Subject: Re: [boost] Environment Variables Library?
From: Peter Dimov (lists_at_[hidden])
Date: 2015-05-23 09:50:13


Bjørn Roald wrote:
> I think encoding is going to be a challenge.
>
> On Posix I think you are right that one can assume the character encoding
> is defined by the system and that may be a multi or a single byte
> character strings, whatever is defined in the locale.

On POSIX, the system doesn't care about encodings. You get from getenv
exactly the byte string you passed to setenv.

> File paths in Windows are stored in double byte character strings encoded
> as UCS-2 which is fixed width 2 byte predecessor of UTF-16.

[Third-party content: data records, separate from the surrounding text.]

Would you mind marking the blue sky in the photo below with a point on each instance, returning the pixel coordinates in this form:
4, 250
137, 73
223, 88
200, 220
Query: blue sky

No, file paths on Windows are UTF-16.

I'm not quite sure how SetEnvironmentVariableA and SetEnvironmentVariableW
interact though, I don't see it documented. The typical behavior for an A/W
pair is for the A function to be implemented in terms of the W one, using
the current system code page for converting the strings.

The C runtime getenv/_putenv functions actually maintain two separate copies
of the environment, one narrow, one wide.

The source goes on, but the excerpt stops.